How parents can talk to kids about abortion

June 17, 2022:

This is a dispiriting moment to be a supporter of reproductive rights. Courtesy of a leaked draft opinion, we know the Supreme Court is poised to overturn Roe v. Wade, the case that established a right to have an abortion in 1973, this month. If Roe is indeed overturned, it’s likely that abortion will be swiftly outlawed in nearly half of US states.

Despite the acrimonious political discourse, a majority of Americans support the abortion rights enshrined in Roe, and the many parents and caregivers who are pro-abortion rights should recognize the important influence they have over the next generation of voters. Talking about abortion with kids and young people is a long-term project that helps secure the future of reproductive justice.

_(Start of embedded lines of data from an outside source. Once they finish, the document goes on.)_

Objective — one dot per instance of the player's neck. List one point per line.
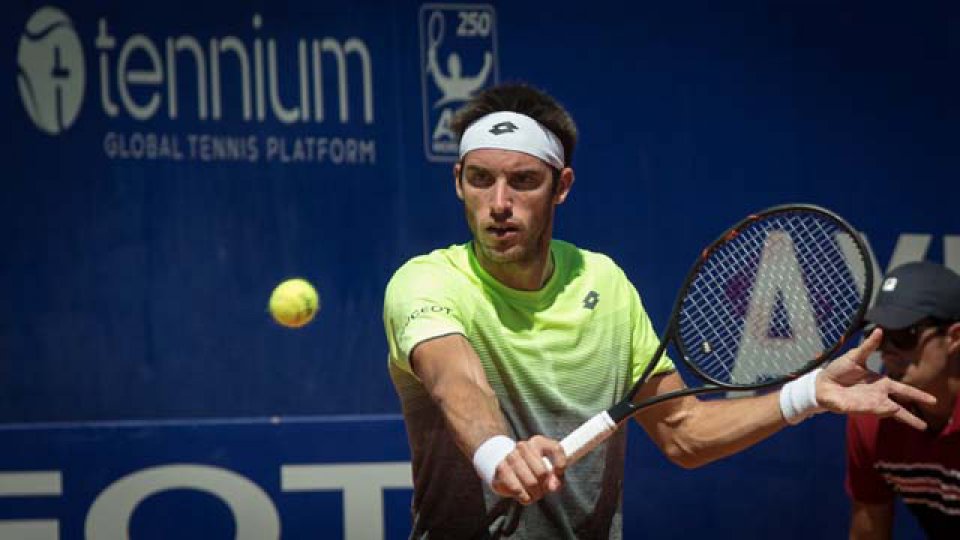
(938, 415)
(527, 275)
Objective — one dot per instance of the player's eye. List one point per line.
(525, 181)
(479, 178)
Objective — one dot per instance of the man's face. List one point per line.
(918, 356)
(508, 200)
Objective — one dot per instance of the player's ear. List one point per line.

You might be inclined to hold off on discussing such a complex topic with your kids, but avoiding these conversations is counterproductive. “Research shows that kids are getting exposed to these ideas,” says Melinda Wenner Moyer, a journalist who covers science-based parenting and wrote the book How to Raise Kids Who Aren’t Assholes. If we don’t talk to our kids about hard topics like abortion, “then we’re just essentially ensuring that they’re hearing about them from other people.” Parents may find that what is being communicated to their kids is inaccurate or doesn’t align with their family’s values. “It’s better if you can start with a blank slate,” Wenner Moyer says.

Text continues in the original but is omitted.